Across the world, a number of emergency funds and new laws have been enacted to financially aid employees that have been laid off due to COVID-19. Each region offering these economic relief benefits has different eligibility requirements, from being laid off due to COVID-19 to interest free loans for small business, and deferred tax payments. However, while policies are still being created, there is one general area that is quite uncertain across North America – what do all of these laws mean for those that are freelancing in the gig-economy?
Traditionally, gig-workers (such as those who work with Uber or Skip the Dishes), are considered contractors, and have not previously had access to unemployment benefits like what is offered to traditional, full-time employees. Most employees have access through their employers to health insurance, paid time off (PTO), workers’ compensation, and unemployment insurance. In addition, those who are traditionally self-employed (i.e. through their own enterprise, corporation or sole proprietorship) may opt into these benefits as well. But this leads us to question: What about the fate of those independent contractors hired through a platform such as Uber? They are considered independent contractors; however, the company doesn’t hire them for a service that could technically be classified as the service provided by an independent contractor. This leads to an additional question: Have those who work for companies like Uber and DoorDash been misclassified as an ‘independent contractor’?
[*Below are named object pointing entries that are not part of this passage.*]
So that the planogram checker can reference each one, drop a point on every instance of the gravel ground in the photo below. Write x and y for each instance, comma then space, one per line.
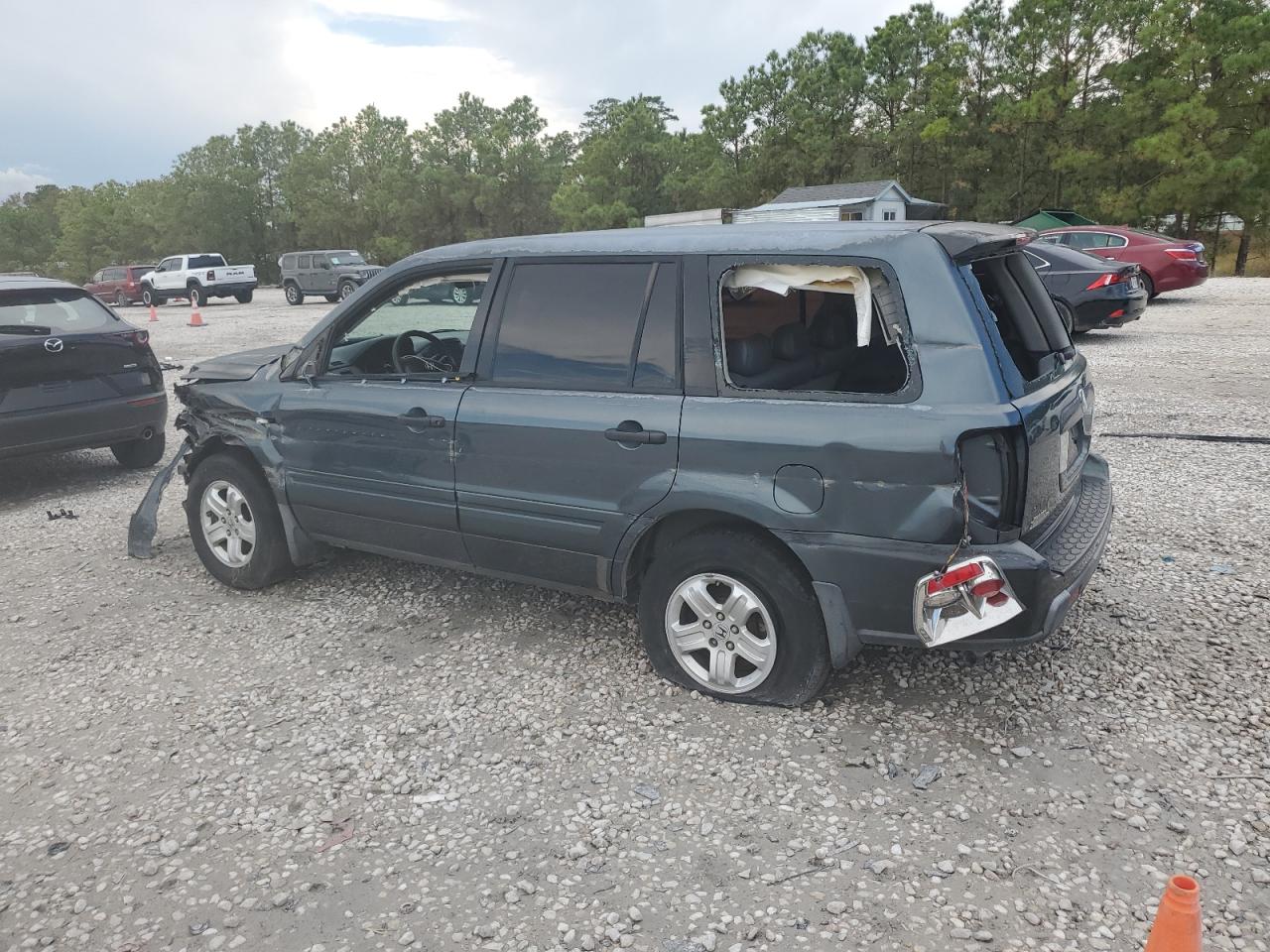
380, 756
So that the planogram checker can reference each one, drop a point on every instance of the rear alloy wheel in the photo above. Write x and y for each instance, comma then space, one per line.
234, 524
140, 453
728, 613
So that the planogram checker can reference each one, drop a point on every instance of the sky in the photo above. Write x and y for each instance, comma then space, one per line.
102, 89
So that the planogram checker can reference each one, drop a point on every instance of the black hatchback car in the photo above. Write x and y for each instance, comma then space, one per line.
780, 442
75, 376
1089, 293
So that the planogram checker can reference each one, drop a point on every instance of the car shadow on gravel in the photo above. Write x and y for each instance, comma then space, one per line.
55, 477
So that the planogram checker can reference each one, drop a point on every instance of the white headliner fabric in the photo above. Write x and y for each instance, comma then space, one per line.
829, 278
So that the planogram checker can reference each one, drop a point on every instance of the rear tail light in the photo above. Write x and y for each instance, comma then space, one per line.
1105, 281
952, 578
966, 598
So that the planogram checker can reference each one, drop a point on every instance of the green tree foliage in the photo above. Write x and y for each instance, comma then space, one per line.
1153, 112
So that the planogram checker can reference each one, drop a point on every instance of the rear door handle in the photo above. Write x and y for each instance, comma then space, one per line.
631, 431
417, 419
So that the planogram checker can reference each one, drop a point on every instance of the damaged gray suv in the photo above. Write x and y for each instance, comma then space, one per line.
780, 442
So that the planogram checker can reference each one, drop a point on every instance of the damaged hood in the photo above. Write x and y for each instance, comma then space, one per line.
241, 366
Based on American legislation, if an employee is misclassified, the company can be responsible for paying hefty fines for such misclassifications. This is, however once again, becoming a gray area due to the fact that under the Coronavirus Relief Bill in the USA, contractors and self-employed workers (including those that are freelancing, or working in the gig economy) can apply for unemployment benefits if they can prove with certainty that they have been financially affected by COVID-19. These benefits may include up to 39 weeks of benefits based on the last filed tax return, plus the potential for an additional $600 per week for up to a maximum of four months.
The laws invoked due to COVID-19 are similar to those generally initiated in the face of a natural disaster; however, the bill that has been enforced at this time is only applicable until the end of 2020. Overall, it will be interesting to see how this changes the face of the gig economy as we consider the fate of freelancers across North America. Recent statistics have shown that approximately 36%, or around 55 million Americans, are working in some capacity in the gig economy, with 4 in 10 freelance workers making the majority of their annual income from their freelancing work in the gig-economy. This is a huge proportion of the American workforce that will be affected by the workforce changes taking place amidst the COVID-19 pandemic. It would not be uncommon to see the support provided to gig-economy workers (in the form of extended benefits, unemployment insurance, healthcare, and workers’ compensation) resulting in some massive transformations in the next few years as ever more workers move from a traditional working situation to a role within the gig-economy.